Remember when you solved systems of linear equations in school? This is essentially the same. You just swap out $K=\mathbb R$ for $K=\mathbb F_{601}$ which allows you to essentially do the same things as with $\mathbb R$, even if it is a little bit less inttuitive.
First too $\mathbb F_{601}$, as $p=601$ is prime, this is what is called a field. Essentially instead of doing normal addition, you do normal addition first and then reduce the result $\bmod p$ (ie take the remainder after integer division by $p$), same for subtraction and multiplication.

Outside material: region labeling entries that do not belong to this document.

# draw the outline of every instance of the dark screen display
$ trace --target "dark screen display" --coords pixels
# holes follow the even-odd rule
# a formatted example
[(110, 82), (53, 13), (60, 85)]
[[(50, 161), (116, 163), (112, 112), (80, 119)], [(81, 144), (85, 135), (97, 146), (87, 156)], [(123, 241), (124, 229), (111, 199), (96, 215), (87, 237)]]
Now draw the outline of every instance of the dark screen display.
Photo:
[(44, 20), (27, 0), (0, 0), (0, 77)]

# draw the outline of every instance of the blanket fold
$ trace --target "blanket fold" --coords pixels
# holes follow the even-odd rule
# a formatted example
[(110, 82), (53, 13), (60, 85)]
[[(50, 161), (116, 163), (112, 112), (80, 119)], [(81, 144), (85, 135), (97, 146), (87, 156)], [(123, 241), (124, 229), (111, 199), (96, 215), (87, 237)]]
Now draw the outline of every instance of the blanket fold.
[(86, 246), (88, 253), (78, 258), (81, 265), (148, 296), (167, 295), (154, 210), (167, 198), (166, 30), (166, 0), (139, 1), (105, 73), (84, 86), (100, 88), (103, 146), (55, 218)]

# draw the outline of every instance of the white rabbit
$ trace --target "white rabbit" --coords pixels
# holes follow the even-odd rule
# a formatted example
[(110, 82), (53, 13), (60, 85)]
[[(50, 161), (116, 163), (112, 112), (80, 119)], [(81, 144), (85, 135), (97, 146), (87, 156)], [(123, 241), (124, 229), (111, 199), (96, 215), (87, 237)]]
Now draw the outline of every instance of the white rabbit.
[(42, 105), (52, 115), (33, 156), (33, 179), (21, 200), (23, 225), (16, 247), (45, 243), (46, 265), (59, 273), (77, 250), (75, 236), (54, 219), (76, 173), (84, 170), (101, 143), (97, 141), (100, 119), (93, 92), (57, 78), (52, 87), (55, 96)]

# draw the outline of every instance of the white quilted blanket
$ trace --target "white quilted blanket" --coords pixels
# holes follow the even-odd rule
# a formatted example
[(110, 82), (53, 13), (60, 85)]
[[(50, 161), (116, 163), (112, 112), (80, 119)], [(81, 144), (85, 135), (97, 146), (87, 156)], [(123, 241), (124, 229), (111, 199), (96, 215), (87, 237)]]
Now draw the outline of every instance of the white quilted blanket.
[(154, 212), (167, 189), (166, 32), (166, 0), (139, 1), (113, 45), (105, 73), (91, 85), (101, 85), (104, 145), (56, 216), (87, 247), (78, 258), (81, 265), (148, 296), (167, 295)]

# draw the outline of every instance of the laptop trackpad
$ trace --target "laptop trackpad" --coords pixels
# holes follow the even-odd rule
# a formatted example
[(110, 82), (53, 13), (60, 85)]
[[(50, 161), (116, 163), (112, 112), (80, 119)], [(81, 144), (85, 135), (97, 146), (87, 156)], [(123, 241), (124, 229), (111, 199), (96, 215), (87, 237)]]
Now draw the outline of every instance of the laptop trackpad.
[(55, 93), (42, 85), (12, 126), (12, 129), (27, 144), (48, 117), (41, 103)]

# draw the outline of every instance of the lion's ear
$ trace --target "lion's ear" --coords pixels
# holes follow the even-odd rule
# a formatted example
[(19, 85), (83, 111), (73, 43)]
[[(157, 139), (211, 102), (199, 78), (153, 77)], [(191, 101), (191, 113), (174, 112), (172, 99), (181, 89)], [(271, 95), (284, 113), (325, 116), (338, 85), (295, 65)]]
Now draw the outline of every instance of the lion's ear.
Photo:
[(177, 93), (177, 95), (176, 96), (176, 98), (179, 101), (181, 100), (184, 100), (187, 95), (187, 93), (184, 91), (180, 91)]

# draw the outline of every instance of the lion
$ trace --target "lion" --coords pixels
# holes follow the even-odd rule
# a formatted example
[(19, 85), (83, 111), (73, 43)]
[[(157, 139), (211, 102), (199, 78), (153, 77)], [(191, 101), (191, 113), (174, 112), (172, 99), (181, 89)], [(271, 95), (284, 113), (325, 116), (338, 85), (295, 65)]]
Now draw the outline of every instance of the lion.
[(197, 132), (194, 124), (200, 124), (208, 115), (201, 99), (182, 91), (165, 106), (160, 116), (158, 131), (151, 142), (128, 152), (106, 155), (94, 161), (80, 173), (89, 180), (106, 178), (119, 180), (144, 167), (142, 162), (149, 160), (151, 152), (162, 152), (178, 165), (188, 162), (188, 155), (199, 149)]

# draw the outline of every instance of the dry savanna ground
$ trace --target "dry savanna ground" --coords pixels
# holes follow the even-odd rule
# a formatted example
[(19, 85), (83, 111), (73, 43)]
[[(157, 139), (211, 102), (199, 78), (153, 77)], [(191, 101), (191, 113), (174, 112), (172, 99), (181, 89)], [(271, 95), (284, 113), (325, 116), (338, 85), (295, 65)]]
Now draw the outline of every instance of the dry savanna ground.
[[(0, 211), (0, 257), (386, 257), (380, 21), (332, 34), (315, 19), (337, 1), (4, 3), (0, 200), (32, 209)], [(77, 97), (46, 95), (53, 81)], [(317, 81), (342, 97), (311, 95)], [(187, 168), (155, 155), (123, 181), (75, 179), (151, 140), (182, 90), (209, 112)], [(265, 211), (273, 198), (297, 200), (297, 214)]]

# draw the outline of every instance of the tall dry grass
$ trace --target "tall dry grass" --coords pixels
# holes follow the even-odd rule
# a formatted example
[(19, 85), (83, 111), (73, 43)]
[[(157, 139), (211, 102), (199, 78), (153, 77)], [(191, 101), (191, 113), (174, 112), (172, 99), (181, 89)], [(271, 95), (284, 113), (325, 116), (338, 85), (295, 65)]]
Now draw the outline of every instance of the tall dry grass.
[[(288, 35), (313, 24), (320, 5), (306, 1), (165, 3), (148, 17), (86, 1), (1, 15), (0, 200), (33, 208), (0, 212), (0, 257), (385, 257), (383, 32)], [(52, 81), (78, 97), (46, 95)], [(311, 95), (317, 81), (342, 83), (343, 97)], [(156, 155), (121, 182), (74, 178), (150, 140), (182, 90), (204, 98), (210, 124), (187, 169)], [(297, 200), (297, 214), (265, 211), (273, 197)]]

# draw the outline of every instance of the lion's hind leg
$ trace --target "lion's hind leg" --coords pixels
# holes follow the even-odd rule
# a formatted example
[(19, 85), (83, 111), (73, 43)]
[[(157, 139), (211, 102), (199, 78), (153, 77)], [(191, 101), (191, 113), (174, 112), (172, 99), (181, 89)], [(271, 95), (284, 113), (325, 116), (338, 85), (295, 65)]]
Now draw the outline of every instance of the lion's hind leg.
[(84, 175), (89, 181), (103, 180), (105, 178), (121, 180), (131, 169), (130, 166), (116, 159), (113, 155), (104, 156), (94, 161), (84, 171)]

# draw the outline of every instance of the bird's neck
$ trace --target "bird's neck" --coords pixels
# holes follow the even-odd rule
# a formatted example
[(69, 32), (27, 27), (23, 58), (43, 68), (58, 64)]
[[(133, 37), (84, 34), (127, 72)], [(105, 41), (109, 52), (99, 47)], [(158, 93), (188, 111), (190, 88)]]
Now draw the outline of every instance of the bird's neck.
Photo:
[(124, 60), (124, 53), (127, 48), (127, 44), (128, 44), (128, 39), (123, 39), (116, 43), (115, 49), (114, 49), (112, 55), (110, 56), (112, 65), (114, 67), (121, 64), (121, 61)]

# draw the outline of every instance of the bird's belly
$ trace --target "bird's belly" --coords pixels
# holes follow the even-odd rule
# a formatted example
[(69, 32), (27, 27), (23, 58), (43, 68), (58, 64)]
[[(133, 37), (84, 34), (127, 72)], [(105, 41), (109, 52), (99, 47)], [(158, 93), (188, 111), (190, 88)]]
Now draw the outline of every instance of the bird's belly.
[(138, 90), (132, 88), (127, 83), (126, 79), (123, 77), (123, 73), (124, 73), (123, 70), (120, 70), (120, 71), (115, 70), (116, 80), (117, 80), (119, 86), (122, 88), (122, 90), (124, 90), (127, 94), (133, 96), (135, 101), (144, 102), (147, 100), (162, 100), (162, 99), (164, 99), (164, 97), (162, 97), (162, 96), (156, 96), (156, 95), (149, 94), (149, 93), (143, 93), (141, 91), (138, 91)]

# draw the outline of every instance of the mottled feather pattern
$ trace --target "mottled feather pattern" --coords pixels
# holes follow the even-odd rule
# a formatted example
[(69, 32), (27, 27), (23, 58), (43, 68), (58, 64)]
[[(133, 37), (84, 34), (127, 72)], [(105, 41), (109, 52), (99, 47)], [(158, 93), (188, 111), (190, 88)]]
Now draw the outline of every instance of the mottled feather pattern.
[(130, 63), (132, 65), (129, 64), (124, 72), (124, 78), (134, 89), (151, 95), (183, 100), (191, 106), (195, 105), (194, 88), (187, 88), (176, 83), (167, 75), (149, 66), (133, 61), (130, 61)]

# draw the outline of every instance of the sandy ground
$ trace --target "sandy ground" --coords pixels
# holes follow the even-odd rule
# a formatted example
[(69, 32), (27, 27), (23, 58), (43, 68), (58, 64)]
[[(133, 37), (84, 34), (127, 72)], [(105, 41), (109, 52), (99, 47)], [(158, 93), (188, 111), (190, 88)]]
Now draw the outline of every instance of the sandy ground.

Exponentiation works the same (as it is just repeated multiplication) and you can use the identity $1/a:=a^{p-2}\bmod p$. Now you can view your problem to solve the following equation over this field:
$$\begin{pmatrix}
m_1&1\\
m_2&1
\end{pmatrix}
\cdot
\begin{pmatrix}
k_1\\k_2
\end{pmatrix}
=
\begin{pmatrix}
c_1\\c_2
\end{pmatrix}$$
Obviously you will bring the matrix into triangle form (by subtracting the first line from the second) resulting in
$$\begin{pmatrix}
m_1&1\\
m_2-m_1&0
\end{pmatrix}
\cdot
\begin{pmatrix}
k_1\\k_2
\end{pmatrix}
=
\begin{pmatrix}
c_1\\c_2-c_1
\end{pmatrix}$$
Implying that $k_1=\frac{c_2-c_1}{m_2-m_1}$, which is indeed expected if we consider the cipher to be a linear function like those you learned in school. Now it immediately follows that $k_1\cdot m_1+k_2=c_1\iff k_2=c_1-k_1\cdot m_1$ and you have thus successfully recovered the full key $\begin{pmatrix}
k_1\\k_2
\end{pmatrix}$.
I'll leave it as an exercise to plug-in the numbers and recover the concrete values using a calculator or some online tool.